Wells Fargo Changes Compensation Policies

Wells Fargo became the latest financial institution to change its compensation policies in the wake of a national uproar over executive pay this year.

Wells Fargo & Co said on Thursday it gave Chief Executive John Stumpf and three other top executives stock payouts worth a total of about $25 million, but it said none of these executives will receive a cash bonus for 2009.

Steve Sanger, chairman of the board’s human resources committee, said, “Given the current challenges impacting the banking industry, Wells Fargo executives, at all levels, are being increasingly and aggressively recruited by competitors.”

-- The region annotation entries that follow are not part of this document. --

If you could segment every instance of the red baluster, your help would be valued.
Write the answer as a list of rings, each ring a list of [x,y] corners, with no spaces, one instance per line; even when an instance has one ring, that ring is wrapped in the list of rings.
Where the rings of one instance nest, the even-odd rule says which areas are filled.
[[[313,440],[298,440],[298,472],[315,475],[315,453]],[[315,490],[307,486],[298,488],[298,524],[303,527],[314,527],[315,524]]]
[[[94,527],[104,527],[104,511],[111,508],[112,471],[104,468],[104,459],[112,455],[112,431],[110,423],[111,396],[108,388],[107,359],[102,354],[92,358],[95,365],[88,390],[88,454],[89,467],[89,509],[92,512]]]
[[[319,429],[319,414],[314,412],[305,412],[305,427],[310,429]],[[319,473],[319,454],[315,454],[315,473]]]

Stumpf, 56, was granted 379,600 shares as a target, the San Francisco-based company said today in a statement. Chief Financial Officer Howard Atkins, wholesale banking chief Dave Hoyt and home and consumer finance head Mark Oman received shares valued at $5 million each, spokeswoman Richele Messick said. The shares will vest in three years, the company said.

Wells said as recently as September that it would repay TARP without selling new stock and further diluting shareholders’ stakes. The bank argued that it was generating enough capital internally to exit the program.

Wells Fargo’s move follows that of Goldman Sachs Group, which earlier this month said it would pay its top managers their 2009 bonuses in stock rather than cash.

Shares were up 1.14% at $27.12 in recent trading. The stock is down 8.01% this year.